While it could be argued that the foregoing does not contribute to the quest, the fact that it got my crew thinking, is a point I do not ignore.
My contention is, whatever turns on the quest for knowledge and sustains it beyond the oft analyzed attention span of our young is a valid endeavor. A quick glance at your home port shows you may have a lot more with which to stimulate learners, some far out in the nether reaches of the Highway of Light, yet the blink of an eye away.
April 6th, 2007 at 12:07 pm
I think the issue is deeper than that of the relationship between techno-savvy learners and subject-savvy practitioners. I have argued that we need to be aware of the pedagogy / andragogy / heutagogy continuum as a way of developing learners with both the curiosity and skill to take charge of their own, socially useful, learning. Repectively they should develop understandings of knowledge, negotiation and enterprise (creativity?). I taught this way for many years in Lewisham adding technologies into the mix as enabling devices as they came along and I found ways to use them. Students resisted this process at first because it wasn’t familiar, but as a practitioner I found through negotiation, support and trust, over time, that I could empower them to be actors in their own learning.

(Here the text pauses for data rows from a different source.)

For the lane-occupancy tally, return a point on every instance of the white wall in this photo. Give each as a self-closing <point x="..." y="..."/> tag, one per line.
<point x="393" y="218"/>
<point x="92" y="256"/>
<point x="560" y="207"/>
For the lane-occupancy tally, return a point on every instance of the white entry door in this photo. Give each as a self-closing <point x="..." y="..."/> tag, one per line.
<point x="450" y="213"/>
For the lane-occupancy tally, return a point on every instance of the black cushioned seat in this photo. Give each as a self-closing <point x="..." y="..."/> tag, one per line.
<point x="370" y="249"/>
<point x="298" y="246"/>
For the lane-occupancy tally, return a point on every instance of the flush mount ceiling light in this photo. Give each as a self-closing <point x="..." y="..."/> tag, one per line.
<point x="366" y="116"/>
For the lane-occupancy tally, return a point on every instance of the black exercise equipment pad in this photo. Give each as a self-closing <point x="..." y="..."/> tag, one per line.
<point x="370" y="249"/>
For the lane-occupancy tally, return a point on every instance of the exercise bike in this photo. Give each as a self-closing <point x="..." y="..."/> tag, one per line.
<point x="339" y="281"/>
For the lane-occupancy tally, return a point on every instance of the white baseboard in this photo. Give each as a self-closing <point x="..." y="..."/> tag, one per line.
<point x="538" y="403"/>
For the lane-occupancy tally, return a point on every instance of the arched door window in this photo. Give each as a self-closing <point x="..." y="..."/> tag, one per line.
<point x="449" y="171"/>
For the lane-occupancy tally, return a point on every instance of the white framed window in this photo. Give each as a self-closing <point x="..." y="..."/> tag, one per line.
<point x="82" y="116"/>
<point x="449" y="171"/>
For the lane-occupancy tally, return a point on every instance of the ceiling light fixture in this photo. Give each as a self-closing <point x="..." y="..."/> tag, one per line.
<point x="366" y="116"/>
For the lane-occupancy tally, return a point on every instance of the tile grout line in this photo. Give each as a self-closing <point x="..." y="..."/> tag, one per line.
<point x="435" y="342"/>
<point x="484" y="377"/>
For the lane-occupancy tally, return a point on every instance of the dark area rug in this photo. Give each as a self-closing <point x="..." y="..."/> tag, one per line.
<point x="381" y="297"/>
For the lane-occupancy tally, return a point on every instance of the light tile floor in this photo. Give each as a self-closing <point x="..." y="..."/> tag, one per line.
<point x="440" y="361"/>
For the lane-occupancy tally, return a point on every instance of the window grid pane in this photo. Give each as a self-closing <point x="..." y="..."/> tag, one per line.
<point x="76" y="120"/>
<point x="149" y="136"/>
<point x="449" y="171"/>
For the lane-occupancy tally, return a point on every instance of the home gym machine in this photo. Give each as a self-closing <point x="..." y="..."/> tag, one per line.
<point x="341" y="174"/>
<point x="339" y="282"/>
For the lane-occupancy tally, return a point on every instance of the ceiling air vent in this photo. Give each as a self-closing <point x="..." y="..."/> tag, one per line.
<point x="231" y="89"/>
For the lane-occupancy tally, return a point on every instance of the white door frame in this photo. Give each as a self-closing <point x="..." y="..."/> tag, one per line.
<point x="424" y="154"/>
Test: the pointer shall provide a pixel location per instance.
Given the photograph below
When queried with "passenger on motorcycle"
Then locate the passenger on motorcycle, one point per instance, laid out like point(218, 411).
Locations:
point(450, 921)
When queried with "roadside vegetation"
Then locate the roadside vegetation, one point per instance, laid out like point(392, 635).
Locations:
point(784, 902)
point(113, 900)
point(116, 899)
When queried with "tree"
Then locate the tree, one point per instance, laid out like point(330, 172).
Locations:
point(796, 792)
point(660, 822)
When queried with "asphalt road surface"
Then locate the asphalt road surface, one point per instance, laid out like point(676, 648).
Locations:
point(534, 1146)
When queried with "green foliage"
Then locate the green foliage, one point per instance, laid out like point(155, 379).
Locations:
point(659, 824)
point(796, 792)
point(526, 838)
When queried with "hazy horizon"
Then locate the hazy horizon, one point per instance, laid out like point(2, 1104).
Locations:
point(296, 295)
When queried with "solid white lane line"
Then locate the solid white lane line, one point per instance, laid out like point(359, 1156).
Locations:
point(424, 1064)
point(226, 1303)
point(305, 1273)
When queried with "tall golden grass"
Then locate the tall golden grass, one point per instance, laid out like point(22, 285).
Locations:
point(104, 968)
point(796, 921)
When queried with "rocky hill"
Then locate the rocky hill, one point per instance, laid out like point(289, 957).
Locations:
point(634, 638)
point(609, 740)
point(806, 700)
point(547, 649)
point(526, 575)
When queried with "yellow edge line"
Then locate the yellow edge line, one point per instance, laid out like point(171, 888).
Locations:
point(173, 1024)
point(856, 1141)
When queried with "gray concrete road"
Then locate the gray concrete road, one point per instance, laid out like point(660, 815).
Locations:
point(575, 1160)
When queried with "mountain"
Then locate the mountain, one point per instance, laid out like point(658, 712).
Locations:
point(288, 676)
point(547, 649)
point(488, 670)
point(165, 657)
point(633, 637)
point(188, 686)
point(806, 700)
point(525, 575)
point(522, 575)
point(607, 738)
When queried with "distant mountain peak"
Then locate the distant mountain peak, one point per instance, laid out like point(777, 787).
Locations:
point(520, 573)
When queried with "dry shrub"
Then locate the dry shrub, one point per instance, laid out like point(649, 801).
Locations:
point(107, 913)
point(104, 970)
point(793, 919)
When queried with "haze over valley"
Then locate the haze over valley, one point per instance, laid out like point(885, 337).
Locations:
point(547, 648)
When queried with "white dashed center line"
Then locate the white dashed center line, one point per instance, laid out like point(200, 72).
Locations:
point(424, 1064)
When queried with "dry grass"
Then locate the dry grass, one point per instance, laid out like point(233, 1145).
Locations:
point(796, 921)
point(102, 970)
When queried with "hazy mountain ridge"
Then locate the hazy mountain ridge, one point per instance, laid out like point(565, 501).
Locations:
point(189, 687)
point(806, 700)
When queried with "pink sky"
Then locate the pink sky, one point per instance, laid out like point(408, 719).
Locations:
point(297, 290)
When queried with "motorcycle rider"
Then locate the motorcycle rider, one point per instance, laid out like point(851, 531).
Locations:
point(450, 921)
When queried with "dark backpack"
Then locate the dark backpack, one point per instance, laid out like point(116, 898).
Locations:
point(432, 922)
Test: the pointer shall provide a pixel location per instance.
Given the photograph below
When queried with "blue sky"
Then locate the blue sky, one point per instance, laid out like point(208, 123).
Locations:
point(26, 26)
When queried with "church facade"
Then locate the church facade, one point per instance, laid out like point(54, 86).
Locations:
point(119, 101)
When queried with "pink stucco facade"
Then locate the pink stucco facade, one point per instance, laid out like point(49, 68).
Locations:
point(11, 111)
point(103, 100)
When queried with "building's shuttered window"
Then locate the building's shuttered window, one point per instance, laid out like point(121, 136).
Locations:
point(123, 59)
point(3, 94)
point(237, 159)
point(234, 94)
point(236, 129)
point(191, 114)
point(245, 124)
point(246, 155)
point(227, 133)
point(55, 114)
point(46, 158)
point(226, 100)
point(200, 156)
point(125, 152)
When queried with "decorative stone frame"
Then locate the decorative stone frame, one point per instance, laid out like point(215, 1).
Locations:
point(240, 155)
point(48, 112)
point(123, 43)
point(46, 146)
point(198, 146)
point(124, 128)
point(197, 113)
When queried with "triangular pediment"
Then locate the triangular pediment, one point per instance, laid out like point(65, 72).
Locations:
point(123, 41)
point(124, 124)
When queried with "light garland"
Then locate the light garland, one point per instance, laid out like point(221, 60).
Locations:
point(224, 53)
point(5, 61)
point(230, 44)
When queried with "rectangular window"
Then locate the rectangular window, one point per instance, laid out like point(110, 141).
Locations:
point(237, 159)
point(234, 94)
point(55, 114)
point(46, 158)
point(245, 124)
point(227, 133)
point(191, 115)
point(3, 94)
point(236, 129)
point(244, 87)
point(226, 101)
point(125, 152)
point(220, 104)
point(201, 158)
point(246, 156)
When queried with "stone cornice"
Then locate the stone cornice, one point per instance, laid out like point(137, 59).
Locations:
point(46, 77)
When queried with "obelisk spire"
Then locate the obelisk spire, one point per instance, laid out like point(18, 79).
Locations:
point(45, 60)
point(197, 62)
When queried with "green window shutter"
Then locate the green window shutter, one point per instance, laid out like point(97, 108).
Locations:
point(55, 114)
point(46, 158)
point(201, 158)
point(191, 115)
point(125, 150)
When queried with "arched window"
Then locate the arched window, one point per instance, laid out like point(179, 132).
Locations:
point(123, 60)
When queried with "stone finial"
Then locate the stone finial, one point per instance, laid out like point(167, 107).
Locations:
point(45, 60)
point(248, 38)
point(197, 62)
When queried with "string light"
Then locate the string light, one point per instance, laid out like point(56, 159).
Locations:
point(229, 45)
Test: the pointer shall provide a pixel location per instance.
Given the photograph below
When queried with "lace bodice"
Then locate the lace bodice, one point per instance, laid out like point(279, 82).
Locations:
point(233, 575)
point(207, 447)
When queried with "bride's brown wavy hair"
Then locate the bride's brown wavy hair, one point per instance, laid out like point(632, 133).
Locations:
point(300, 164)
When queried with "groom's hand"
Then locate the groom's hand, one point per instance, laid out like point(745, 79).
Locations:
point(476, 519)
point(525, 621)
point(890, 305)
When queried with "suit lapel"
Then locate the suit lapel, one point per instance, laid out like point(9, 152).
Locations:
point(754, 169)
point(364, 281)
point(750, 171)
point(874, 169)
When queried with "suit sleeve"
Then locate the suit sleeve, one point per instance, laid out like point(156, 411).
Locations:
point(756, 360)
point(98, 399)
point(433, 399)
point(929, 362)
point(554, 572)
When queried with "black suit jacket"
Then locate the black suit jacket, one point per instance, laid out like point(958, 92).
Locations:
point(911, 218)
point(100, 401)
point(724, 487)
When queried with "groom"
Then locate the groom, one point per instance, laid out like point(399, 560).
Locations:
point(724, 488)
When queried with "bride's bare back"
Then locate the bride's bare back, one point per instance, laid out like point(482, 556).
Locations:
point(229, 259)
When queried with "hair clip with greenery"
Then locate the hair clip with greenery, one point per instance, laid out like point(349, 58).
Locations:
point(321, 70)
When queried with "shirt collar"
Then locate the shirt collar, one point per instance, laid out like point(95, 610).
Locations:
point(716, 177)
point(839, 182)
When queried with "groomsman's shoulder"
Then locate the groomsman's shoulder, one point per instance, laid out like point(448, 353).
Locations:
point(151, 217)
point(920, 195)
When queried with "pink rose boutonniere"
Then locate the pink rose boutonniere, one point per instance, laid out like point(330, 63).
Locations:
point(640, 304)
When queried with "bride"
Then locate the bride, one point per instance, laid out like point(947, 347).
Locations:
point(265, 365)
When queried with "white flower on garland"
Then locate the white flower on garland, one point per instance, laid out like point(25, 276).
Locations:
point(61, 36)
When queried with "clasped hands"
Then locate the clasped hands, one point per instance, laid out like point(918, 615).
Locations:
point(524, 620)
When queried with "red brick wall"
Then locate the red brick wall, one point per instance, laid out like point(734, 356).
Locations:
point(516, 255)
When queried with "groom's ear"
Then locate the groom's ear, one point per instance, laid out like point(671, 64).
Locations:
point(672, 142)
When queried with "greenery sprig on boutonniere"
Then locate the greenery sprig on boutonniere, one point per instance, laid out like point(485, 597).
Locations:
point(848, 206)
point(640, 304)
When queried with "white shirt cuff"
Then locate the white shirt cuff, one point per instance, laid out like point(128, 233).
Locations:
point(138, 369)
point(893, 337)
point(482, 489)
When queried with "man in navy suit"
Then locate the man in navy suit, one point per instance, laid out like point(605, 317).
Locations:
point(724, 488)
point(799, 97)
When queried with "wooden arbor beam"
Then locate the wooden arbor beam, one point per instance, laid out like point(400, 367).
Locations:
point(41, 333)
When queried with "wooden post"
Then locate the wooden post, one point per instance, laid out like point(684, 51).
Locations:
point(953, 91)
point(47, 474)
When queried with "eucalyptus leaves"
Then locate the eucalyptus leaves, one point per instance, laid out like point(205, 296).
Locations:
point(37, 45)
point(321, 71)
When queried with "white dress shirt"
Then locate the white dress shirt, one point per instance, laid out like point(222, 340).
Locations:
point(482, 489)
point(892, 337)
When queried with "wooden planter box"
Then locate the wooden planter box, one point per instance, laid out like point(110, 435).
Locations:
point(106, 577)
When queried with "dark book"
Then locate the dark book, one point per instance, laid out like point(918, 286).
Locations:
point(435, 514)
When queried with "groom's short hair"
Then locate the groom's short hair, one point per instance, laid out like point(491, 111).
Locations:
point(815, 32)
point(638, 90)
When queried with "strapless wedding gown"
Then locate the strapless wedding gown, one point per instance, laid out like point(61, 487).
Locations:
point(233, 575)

Maybe the dynamic that Rose talks of that is happening now, will enable a deeper understanding of socially useful learning strategies to develop, but it needs to be about more than just recuperating technology into the learning mix.
April 9th, 2007 at 1:48 pm
When this came up in our meeting the other week I tried to think of the Greek word for “community” – eventually remembering it is of course “polis” so how about “POLIGOGY”? A silly coined word but one that maybe reflects the idea of learning being embedded in a community, whether proximate or diffuse, virtual, whatever.
Mind you, Nigel then responded by observing that the ancient Athenian polis, for all that it espoused democratic principles, was exclusive in certain ways (no women, no slaves, no foreigners)… But that is true of all “communities” and the learner-generated contexts issue must also account for inclusion/exclusion.